First of all, a clarification is needed on how feature maps are produced and what their relationship with filters is. A feature map is the result of the convolution of a filter with a feature map. Let's take the layers INPUT and C1 as an example. In the most common case, to get 6 feature maps of size $28 \times 28$ in layer C1 you need 6 filters of size $5 \times 5$ (the result of a 'valid' convolution of an image of size $M \times M$ with a filter of size $N \times N$, assuming $M \geq N$, has size $(M-N+1) \times (M-N+1)$. You could, however, produce 6 feature maps by combining feature maps produced by more or less than 6 filters (e.g. by summing them up). In the paper, nothing of the sort is implied though for layer C1.
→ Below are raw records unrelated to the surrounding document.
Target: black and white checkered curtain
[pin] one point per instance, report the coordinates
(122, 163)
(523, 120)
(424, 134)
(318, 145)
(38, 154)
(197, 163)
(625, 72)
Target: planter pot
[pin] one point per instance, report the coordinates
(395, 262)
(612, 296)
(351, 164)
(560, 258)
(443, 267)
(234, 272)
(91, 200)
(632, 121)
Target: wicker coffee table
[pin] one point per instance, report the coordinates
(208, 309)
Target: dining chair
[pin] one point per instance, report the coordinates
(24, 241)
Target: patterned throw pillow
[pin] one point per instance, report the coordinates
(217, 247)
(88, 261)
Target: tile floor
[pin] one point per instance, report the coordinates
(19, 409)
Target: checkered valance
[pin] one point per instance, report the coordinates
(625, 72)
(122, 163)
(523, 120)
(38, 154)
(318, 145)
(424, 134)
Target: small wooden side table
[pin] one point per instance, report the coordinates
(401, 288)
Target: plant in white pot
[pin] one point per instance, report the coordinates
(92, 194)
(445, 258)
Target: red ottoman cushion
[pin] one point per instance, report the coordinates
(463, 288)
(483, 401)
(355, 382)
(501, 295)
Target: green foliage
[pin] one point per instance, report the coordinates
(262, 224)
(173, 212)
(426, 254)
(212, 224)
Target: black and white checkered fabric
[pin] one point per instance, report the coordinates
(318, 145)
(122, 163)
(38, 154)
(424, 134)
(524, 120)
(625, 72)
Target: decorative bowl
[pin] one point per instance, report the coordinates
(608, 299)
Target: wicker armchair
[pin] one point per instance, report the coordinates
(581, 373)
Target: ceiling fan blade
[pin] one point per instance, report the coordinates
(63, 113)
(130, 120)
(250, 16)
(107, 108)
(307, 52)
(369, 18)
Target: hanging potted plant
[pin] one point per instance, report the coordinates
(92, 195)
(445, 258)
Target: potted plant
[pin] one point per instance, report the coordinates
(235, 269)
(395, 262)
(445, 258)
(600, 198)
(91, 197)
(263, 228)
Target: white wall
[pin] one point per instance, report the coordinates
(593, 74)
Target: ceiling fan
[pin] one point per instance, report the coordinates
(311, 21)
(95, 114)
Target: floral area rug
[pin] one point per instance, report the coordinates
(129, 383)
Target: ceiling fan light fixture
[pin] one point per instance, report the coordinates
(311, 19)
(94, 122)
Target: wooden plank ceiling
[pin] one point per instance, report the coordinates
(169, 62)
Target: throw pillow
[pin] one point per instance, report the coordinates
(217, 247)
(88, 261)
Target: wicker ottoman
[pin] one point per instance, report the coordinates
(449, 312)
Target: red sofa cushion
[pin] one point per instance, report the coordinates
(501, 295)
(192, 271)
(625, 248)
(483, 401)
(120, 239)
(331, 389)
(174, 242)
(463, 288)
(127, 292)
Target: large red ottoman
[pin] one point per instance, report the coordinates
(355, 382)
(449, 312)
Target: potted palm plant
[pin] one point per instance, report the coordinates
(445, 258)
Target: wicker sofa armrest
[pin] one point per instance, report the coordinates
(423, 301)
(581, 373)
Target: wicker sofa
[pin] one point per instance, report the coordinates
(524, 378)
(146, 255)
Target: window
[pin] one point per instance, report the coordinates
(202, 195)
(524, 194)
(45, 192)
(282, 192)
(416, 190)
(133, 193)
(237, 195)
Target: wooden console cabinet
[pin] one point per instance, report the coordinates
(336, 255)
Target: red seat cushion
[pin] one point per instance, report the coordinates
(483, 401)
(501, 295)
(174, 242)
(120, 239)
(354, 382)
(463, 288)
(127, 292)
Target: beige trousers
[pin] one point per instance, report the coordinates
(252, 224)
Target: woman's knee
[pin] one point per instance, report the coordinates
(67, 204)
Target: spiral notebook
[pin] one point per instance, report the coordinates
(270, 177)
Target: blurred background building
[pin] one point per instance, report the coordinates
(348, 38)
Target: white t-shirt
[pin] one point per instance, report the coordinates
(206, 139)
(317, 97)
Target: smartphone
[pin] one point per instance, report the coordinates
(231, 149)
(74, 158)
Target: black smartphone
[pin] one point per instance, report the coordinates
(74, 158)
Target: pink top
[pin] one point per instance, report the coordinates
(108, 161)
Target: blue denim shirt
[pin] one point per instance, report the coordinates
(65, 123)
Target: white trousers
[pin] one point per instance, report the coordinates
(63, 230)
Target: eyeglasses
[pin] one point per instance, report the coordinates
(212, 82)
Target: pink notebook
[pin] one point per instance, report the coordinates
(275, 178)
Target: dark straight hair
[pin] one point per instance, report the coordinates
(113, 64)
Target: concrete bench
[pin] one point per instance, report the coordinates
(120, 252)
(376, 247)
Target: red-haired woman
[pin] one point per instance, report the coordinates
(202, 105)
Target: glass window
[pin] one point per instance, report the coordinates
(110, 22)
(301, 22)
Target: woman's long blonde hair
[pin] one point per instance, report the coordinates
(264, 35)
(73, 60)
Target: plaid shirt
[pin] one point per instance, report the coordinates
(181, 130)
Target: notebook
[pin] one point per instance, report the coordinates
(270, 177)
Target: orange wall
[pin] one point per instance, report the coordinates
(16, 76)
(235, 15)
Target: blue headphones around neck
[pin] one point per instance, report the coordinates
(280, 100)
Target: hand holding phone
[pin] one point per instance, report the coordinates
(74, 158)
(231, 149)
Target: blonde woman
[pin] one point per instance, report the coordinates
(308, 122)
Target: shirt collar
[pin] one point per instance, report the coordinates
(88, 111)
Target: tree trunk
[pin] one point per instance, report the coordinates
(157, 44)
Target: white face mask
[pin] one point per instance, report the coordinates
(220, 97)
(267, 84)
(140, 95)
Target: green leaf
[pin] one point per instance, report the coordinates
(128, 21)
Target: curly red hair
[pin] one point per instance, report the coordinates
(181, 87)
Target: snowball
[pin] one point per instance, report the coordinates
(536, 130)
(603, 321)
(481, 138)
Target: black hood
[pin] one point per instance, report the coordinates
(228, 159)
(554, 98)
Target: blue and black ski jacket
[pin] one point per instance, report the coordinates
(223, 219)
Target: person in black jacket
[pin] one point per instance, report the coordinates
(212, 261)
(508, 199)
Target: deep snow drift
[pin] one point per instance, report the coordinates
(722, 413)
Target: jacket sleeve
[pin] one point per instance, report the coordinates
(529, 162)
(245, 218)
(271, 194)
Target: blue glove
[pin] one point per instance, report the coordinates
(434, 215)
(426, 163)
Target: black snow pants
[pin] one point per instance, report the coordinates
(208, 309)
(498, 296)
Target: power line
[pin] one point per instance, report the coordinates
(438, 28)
What happens between layer S2 and layer C3 is the following. There are 16 feature maps in layer C3 produced from 6 feature maps in layer S2. The number of filters in layer C3 is indeed not obvious. In fact, from the architecture diagram only, one cannot judge what the exact number of filters that produce those 16 feature maps is. The authors of the paper provide the following table (page 8):

connections between layers S2 and C3

With the table they provide the following explanation (bottom of page 7):

Layer C3 is a convolutional layer with 16 feature maps. Each unit in each feature map is connected to several $5 \times 5$ neighborhoods at identical locations in a subset of S2's feature maps.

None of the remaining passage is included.